DISTRICT COURT OF APPEAL OF THE STATE OF FLORIDA
FOURTH DISTRICT
DELILAH COLARTE,
Appellant,
v.
STATE OF FLORIDA,
Appellee.
No. 4D20-111
[April 14, 2021]
Appeal from the Circuit Court for the Nineteenth Judicial Circuit, St.
Lucie County; Gary L. Sweet, Judge; L.T. Case No. 56-2018-CF-000669 A.
Carey Haughwout, Public Defender, and Logan T. Mohs, Assistant
Public Defender, West Palm Beach, for appellant.
Ashley Moody, Attorney General, Tallahassee, and Kimberly T. Acuña,
Assistant Attorney General, West Palm Beach, for appellee.
FORST, J.
Appellant Delilah Colarte appeals her conviction and sentence for
possession of cannabis resin and use or possession of drug paraphernalia.

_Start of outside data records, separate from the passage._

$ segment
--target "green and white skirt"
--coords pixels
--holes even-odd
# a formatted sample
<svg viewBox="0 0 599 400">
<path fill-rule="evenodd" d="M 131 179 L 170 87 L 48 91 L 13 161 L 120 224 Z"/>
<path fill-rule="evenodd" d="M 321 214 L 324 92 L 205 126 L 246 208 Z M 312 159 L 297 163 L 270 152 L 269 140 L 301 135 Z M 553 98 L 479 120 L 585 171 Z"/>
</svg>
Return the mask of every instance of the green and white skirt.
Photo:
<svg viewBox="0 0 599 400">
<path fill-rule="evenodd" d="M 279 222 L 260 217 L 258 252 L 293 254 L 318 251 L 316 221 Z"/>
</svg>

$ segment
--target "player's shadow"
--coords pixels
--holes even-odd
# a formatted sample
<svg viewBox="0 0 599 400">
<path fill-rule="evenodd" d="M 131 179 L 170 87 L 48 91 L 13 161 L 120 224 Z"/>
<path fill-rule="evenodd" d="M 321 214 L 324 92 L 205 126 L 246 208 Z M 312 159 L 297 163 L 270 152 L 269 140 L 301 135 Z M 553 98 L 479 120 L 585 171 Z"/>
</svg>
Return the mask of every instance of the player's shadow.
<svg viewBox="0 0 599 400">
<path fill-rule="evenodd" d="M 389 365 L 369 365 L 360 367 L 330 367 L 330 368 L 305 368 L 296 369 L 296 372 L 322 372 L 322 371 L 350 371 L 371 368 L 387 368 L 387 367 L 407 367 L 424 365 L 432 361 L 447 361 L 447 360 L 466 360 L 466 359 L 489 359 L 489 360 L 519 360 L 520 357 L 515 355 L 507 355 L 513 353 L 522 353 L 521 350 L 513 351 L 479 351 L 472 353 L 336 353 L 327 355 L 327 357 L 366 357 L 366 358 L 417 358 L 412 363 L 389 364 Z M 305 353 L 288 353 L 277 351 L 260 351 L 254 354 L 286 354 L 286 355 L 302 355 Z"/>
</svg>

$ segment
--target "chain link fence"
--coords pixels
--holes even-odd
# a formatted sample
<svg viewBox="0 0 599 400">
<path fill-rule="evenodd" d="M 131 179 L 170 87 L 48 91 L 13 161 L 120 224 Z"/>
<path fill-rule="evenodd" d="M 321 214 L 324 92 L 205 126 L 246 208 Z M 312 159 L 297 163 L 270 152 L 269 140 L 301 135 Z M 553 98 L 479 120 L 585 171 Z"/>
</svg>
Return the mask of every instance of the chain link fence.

Appellant argues the trial court erred in two respects: (1) by denying her
motion to suppress evidence of illegal possession obtained by the police
during a traffic stop; and (2) by denying her motion to correct sentencing
errors, filed under Florida Rule of Criminal Procedure 3.800(b)(2). 1
We affirm on the first argument without discussion. The trial court’s
decision to deny Appellant’s motion to suppress is supported by adequate
factual findings and the applicable law.
On the second argument, Appellant takes issue with the trial court’s
imposition of $50 in investigative costs and $200 in prosecution costs, and
the court’s denial of Appellant’s motion to correct this aspect of the
1 Since the court failed to rule on Appellant’s motion within sixty days, it is
deemed denied. Fla. R. Crim. P. 3.800(b)(2)B); Sirmons v. State,
264 So. 3d 958,
959 (Fla. 4th DCA 2019).
sentence. Regarding the investigative costs, our supreme court has
explained that investigative costs cannot be imposed where the State fails
to request such costs prior to the judgment. Richards v. State,
288 So. 3d
574, 577 (Fla. 2020). Further, we have previously held that when imposing
investigative costs, evidence must support the amount assessed. Jackson
v. State,
137 So. 3d 470, 472 (Fla. 4th DCA 2014).
Here, the State concedes the trial court erred in imposing these
investigative costs, both because the State failed to request investigative
fees before the judgment was rendered, and because the State failed to
introduce any evidence supporting the $50 assessment. Thus, the court
erroneously denied Appellant’s motion to correct a sentencing error in this
regard. See Richards, 288 So. 3d at 577; Jackson,
137 So. 3d at 472.
With respect to the $200 prosecution costs, Appellant contends that
the amount should be lowered to $100 because that is the statutorily
mandated amount, and she further maintains that the State failed to
provide notice of an increased cost or proof thereof.
Costs for the state attorney must be set in all cases at no less
than $50 per case when a misdemeanor or criminal traffic
offense is charged and no less than $100 per case when a
felony offense is charged, including a proceeding in which the
underlying offense is a violation of probation or community
control. The court may set a higher amount upon a showing
of sufficient proof of higher costs incurred.
§ 938.27(8), Fla. Stat. (2018).
As noted in the statute, trial courts may impose a higher amount, but
absent a request by the State and appropriate factual findings by the trial
court, the fee will be reduced to the mandatory fee amount. Desrosiers v.
State,
286 So. 3d 297, 300 (Fla. 4th DCA 2019). The State acknowledges
that the trial court made no factual findings regarding this cost and agrees
with Appellant that the cost of prosecution should be reduced to $100. We
agree and conclude that the trial court erroneously denied Appellant’s rule
3.800(b)(2) motion.
Conclusion
We affirm the trial court’s judgment and sentence, with the exception
of the two sentencing errors discussed above. We therefore remand the
case with instructions to strike the $50 cost of investigation and to reduce
the cost of prosecution to $100.
2
Affirmed in part, reversed and remanded in part.
GROSS and ARTAU, JJ., concur.
* * *
Not final until disposition of timely filed motion for rehearing.